February 1997. When Max isn’t with Lola and also when he is, he’s looking for Page One. This is a bit like trying to retrieve a coin that’s fallen down a grating. Is that it, that faint gleam in the darkness? Not sure. He lowers weighted strings and chewing gum and brings up bottle caps.
‘Blighter’s rock?’ says Max’s mind.
‘I am not rocked,’ says Max. He avoids the proper name of that condition in which writers are unable to write. ‘My ideas aren’t the usual thing and they don’t come easy.’ His last novel, Any That You Can Not Put Downe, published in 1993, was about a man’s pursuit of the ghost of a woman who put a curse on him. His two previous novels, Turn Down An Empty Glass and Ten Thousand Several Doors, were published five and seven years ago respectively. For each of these Max received a twenty-thousand-pound advance. None of the three has yet earned back that advance. Fortunately Charlotte Prickles, Lollipop Lady was a commercial success when it came out in 1994, and his juvenile backlist is healthy. So Max can afford to write another novel. If he can think of one.

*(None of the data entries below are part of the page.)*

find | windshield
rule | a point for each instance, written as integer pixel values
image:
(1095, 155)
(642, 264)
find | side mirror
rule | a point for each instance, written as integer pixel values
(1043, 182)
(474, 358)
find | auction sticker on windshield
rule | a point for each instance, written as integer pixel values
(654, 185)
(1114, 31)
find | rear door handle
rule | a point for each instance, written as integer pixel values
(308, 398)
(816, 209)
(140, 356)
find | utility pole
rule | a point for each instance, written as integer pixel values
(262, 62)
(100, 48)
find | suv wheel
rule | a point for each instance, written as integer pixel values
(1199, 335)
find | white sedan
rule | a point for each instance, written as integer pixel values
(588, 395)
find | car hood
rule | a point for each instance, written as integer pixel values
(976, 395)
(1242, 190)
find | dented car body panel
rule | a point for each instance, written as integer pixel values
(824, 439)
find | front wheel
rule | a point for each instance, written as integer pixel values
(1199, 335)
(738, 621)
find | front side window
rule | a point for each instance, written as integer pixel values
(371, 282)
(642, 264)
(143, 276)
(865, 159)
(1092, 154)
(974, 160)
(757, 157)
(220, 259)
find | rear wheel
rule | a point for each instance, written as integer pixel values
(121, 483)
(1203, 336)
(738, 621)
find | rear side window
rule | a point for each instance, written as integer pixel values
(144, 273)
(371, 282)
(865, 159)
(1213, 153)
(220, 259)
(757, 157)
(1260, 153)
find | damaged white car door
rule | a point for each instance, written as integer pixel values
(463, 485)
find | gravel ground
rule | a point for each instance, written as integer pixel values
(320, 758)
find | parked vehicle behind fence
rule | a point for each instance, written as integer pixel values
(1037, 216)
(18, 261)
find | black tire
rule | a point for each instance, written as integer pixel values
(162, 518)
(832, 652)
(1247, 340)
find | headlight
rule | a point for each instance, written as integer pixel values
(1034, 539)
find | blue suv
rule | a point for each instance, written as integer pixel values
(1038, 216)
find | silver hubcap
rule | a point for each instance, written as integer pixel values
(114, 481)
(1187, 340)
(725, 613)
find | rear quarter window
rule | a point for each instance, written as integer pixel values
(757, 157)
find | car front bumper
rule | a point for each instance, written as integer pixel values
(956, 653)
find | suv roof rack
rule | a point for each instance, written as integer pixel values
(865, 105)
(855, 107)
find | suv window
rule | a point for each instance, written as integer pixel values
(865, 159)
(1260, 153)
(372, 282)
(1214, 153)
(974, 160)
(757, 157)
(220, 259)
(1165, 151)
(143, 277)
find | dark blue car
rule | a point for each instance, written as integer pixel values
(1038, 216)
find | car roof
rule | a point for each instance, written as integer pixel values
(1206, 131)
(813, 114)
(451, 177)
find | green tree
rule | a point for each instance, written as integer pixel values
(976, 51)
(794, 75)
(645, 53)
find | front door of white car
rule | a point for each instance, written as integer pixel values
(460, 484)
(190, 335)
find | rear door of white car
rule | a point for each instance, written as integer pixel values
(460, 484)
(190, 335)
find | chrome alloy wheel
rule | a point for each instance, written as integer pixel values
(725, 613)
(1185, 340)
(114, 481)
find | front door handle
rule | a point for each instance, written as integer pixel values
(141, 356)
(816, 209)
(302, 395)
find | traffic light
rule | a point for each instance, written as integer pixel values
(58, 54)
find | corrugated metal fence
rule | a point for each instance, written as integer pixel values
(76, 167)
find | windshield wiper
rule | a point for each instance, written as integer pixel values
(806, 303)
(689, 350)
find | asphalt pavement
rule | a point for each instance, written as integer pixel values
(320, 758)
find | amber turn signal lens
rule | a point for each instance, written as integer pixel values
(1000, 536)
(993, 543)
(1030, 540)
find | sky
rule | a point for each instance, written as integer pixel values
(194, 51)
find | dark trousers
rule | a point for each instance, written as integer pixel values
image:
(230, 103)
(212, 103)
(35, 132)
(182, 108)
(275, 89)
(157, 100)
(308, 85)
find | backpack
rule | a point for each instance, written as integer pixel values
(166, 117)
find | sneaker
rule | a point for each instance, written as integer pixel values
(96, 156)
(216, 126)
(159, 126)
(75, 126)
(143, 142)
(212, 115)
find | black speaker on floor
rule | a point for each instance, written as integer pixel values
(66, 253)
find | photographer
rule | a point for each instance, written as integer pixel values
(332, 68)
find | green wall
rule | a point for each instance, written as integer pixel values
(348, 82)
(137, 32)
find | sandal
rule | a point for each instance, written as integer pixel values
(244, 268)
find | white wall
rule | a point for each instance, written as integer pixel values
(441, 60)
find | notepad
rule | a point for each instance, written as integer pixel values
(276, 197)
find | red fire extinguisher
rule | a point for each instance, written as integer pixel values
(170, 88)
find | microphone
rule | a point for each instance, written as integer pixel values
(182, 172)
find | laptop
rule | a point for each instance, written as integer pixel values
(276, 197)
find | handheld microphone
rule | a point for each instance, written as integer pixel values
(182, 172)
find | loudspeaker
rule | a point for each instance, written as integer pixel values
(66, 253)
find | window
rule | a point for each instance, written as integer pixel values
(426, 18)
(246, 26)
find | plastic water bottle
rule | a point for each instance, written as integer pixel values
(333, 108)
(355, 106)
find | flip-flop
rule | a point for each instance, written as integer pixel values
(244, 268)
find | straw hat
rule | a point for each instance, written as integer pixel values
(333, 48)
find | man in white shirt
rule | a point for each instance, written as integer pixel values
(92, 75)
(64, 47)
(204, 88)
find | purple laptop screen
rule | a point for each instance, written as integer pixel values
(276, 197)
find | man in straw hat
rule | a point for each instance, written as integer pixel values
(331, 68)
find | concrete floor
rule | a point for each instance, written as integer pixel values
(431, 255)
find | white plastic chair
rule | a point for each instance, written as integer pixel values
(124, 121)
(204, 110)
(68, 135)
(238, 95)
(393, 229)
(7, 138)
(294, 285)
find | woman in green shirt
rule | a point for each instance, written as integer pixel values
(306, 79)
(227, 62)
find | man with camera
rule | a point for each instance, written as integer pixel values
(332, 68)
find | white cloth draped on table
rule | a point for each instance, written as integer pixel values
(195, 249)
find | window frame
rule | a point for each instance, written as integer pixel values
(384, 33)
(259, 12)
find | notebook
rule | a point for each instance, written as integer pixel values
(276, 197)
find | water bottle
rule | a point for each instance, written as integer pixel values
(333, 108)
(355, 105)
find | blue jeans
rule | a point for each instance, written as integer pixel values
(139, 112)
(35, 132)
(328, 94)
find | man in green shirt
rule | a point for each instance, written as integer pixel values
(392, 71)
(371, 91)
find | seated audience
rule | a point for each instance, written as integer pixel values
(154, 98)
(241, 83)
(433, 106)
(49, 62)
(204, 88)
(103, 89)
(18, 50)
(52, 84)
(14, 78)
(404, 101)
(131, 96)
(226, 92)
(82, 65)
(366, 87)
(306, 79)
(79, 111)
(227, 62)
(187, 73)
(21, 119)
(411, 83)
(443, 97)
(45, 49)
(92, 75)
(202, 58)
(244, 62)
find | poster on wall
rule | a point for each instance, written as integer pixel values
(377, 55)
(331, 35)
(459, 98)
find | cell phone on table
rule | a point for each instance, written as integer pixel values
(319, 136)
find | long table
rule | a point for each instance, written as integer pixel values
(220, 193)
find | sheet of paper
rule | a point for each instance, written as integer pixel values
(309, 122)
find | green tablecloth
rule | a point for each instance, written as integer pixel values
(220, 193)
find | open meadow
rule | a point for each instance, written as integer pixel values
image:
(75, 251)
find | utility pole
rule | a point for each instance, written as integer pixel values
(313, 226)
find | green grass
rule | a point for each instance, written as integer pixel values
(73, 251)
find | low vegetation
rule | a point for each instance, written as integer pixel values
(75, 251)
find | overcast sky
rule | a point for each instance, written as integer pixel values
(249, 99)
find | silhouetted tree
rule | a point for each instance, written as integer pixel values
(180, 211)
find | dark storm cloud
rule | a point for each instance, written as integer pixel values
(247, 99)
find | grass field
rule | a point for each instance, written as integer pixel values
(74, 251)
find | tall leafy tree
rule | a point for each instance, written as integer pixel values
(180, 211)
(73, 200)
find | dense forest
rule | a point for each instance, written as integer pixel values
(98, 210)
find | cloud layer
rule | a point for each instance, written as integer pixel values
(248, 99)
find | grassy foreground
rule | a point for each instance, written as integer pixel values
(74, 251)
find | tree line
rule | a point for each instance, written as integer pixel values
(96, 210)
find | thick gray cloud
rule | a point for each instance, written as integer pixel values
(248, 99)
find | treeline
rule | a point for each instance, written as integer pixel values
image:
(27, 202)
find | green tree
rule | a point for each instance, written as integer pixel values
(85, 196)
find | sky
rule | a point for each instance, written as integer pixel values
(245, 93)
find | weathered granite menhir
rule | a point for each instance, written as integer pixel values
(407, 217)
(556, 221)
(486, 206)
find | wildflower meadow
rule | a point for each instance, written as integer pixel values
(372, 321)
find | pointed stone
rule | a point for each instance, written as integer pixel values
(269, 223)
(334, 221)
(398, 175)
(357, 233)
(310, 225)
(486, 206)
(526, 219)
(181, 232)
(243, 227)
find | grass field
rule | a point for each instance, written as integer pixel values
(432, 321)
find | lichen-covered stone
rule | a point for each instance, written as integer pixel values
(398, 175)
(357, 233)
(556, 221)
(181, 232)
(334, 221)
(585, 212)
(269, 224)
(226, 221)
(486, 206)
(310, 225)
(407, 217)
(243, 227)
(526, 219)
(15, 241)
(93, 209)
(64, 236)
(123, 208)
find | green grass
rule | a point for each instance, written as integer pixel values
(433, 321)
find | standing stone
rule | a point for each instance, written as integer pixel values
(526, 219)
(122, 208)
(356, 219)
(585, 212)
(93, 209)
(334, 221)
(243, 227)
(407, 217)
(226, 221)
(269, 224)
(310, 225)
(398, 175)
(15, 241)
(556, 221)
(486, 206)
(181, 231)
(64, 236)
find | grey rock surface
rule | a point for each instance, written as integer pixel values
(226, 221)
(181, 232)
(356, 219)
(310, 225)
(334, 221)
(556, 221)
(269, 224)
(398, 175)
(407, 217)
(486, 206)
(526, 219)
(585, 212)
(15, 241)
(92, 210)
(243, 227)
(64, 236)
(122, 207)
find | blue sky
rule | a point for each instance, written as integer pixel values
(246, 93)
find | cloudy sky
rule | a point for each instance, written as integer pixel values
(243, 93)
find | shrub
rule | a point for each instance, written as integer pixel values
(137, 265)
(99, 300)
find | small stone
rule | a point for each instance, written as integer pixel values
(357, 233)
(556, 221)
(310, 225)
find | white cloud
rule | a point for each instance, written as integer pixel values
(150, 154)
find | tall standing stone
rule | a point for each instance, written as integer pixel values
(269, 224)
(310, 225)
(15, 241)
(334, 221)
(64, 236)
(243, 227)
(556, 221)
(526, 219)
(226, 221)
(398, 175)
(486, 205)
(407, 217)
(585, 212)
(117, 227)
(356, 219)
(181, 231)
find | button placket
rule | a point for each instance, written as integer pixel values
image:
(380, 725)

‘I’m starting to get a kind of flavour,’ says his mind.
‘What kind of flavour?’
‘Dark, shadowy, sad, full of loss.’
‘I’m tasting it,’ says Max. ‘It’s very disturbing.’
‘But it’s your kind of thing, no?’
‘Yes, but it scares me.’
‘Scared is good, isn’t it?’
‘Not this kind,’ says Max. ‘It’s not the normal kind of writing panic. It’s full of regret.’